Most Bangalore professionals with ₹20 lakhs to invest face the same three options: put it in mutual funds, buy gold (physical or sovereign bonds), or consider an alternative asset. Increasingly, a fourth option — managed farmland in Coorg — is entering that conversation. Here is an honest, data-driven comparison.
Mutual Funds: The Default Choice
Equity mutual funds are the most common investment choice for salaried professionals in the 30–50 age group. The case for them is well-known: diversification, professional management, liquidity, and strong long-term average returns of 12–15% CAGR for diversified equity funds over 10-year periods.
The downsides are equally well-known: full market correlation (your portfolio falls when the market falls), long-term capital gains tax of 10% above ₹1 lakh per year, short-term capital gains tax of 15%, and the psychological challenge of holding through 30–40% drawdowns that characterise every major market correction.
A ₹20 lakh investment in an equity mutual fund, growing at 12% CAGR over 10 years, becomes approximately ₹62 lakhs — before tax on gains.
Gold: The Emotional Anchor
Gold is deeply embedded in Indian financial psychology, functioning simultaneously as an investment, a cultural asset, and an emergency reserve. Sovereign Gold Bonds (SGBs) are the most efficient form — offering 2.5% interest per year plus capital appreciation, with full capital gains tax exemption on maturity after 8 years.
Gold has returned approximately 10–12% CAGR in INR terms over the past decade, driven partly by global gold price appreciation and partly by INR depreciation against the US dollar.
The limitations: gold produces no operational income beyond SGB interest, is purely a store of value rather than a productive asset, and the physical form has storage and insurance costs.
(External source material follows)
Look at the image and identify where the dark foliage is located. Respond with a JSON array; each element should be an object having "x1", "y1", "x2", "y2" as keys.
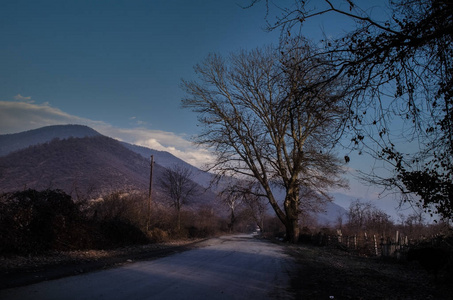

SGBs are excellent but have limited issuance windows.
A ₹20 lakh SGB investment over 8 years at 11% CAGR becomes approximately ₹45 lakhs at maturity, tax-free on the capital gain.
Farmland in Coorg: The Physical Alternative
A ₹20 lakh investment in managed farmland in Coorg (approximately 3–4 acres in Madikeri) delivers returns from two simultaneous sources: land appreciation and crop income.
Land appreciation in Coorg has been running at 12–15% per year in recent years. At 12% CAGR, ₹20 lakhs of farmland is worth approximately ₹62 lakhs after 10 years — before crop income. Annual crop income of 8–12% of investment value means ₹1.6–2.4 lakhs per year, all tax-free as agricultural income. Over 10 years, cumulative tax-free crop income of ₹16–24 lakhs. Combined value at year 10: ₹62 lakhs (land) + ₹20 lakhs (accumulated crop income) = ₹82 lakhs — with zero income tax paid on the crop income component.
The Tax Comparison
This is where farmland decisively outperforms for high-bracket investors. Mutual fund gains are subject to 10–15% capital gains tax. Gold SGB capital gains are tax-free at maturity but the 2.5% interest is taxable as income. Agricultural income from farmland is 100% exempt from income tax — no ceiling, no sunset clause.
For a 30% bracket taxpayer, ₹2 lakhs of annual farm income is worth ₹2 lakhs. The equivalent gross salary to net ₹2 lakhs in hand is ₹2.86 lakhs. The tax advantage compounds significantly over a 10-year holding period.
Liquidity: The Honest Tradeoff
This is where farmland is at a genuine disadvantage. Mutual fund units can be redeemed in 1–3 working days. SGBs are listed on exchanges (though liquidity is thin). Farmland typically takes 3–6 months to sell, requires a buyer, and involves registration costs and stamp duty.
For investors who may need to access their money urgently, farmland should not represent their only investment. It is best positioned as the illiquid, long-term anchor of a diversified portfolio — complementing, not replacing, more liquid instruments.
The Portfolio Recommendation
For a Bangalore professional with ₹20 lakhs available and a 10-year horizon: some portion in equity mutual funds for liquidity and market exposure, some in SGBs for gold exposure and tax efficiency, and a meaningful allocation — ₹10–15 lakhs — in managed farmland in Coorg for tax-free income, genuine asset appreciation, and portfolio diversification into an uncorrelated physical asset.
The exact split depends on your liquidity needs, risk tolerance, and time horizon. But the case for including farmland as part of a diversified portfolio has never been stronger.